Abu Hurairah radhiyallahu ‘anhu, beliau berkata bahwa Rasulullah shallallahu ‘alaihi wa sallam pernah bersabda:
صِنْفَانِ مِنْ أَهْلِ النَّارِ لَمْ أَرَهُمَا قَوْمٌ مَعَهُمْ سِيَاطٌ كَأَذْنَابِ الْبَقَرِ يَضْرِبُونَ بِهَا النَّاسَ وَنِسَاءٌ كَاسِيَاتٌ عَارِيَاتٌ مُمِيلاَتٌ مَائِلاَتٌ رُءُوسُهُنَّ كَأَسْنِمَةِ الْبُخْتِ الْمَائِلَةِ لاَ يَدْخُلْنَ الْجَنَّةَ وَلاَ يَجِدْنَ رِيحَهَا وَإِنَّ رِيحَهَا لَيُوجَدُ مِنْ مَسِيرَةِ كَذَا وَكَذَا
“Ada dua golongan dari penduduk neraka yang belum pernah aku lihat: (1) Suatu kaum yang memiliki cambuk seperti ekor sapi untuk memukul manusia dan (2) para wanita yang berpakaian tapi telanjang, berlenggak-lenggok, kepala mereka seperti punuk unta yang miring. Wanita seperti itu tidak akan masuk surga dan tidak akan mencium baunya, padahal baunya dapat tercium dari jarak sekian dan sekian.”
(HR. Muslim no. 2128).
Pandangan para ulama tentang tabarruj
Abu ‘Ubaidah menjelaskan bahwa abarruj adalah saat seorang wanita menampakkan kecantikannya. Al-Zujaj mengatakan, tabarruj adalah menampakkan perhiasan dan semua hal yang bisa merangsang syahwat laki-laki.

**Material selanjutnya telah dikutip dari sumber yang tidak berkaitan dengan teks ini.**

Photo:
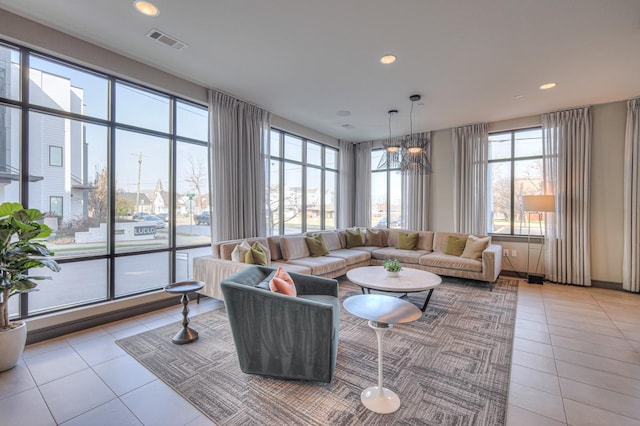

Qatadah mendefiniskan bahwa tabarruj adalah saat seorang wanita berjalan berlenggak-lenggok, penuh gaya dan genit. Ibnu Abi Najih menjelaskan, tabbaruj adalah saat wanita memakai wewangian. Al-Kalabi mengatakan, tabbaruj adalah saat wanita mengenakan pakaian yang terbuat dari batu permata, kemudian ia memakainya dan berjalan di tengah jalan.¹
Menurut ustadz Siddiq Al Jawi, adat (tradisi) adalah perbuatan yang dilakukan berulang-ulang oleh individu, sedangkan ‘urf (konvensi) adalah perbuatan yang diulang-ulang oleh kelompok atau komunitas tertentu.
Adat dan konvensi, merupakan salah satu bagian dari Peradaban (Hadharah). Hadharah sendiri adalah kumpulan konsepsi (pemahaman) tentang kehidupan dunia. Hadharah sendiri ada Hadharah Islam dan Hadharah di luar Islam. Adat, konvensi dan peradaban yang bertentangan dengan syari’at, maka syari’at datang untuk menghilangkan atau mengubahnya, sebab salah satu fungsi syari’at adalah mengubah tradisi atau adat yang rusak.²
Peran negara sangat besar untuk mengubah pola pikir dan pola sikap masyarakat yang saat ini masih banyak melakukan perilaku seperti masa jahiliah dengan melakukan kemaksiatan seperti pamer aurat, mabuk-mabukan, ‘sumbu pendek’ alias mudah terbawa emosi kemudian berkelahi, tawuran dan lain sebagainya.
Negara sejatinya mengimplementasikan nilai nilai Islam secara menyeluruh baik dalam konteks kemasyarakatan, pendidikan, keamanan, politik dan bahkan pemerintahan. Karena negara dalam konsep islam adalah pelayan rakyat yang melayani seluruh kebutuhan umat termasuk dijauhkan dari kemaksiatan.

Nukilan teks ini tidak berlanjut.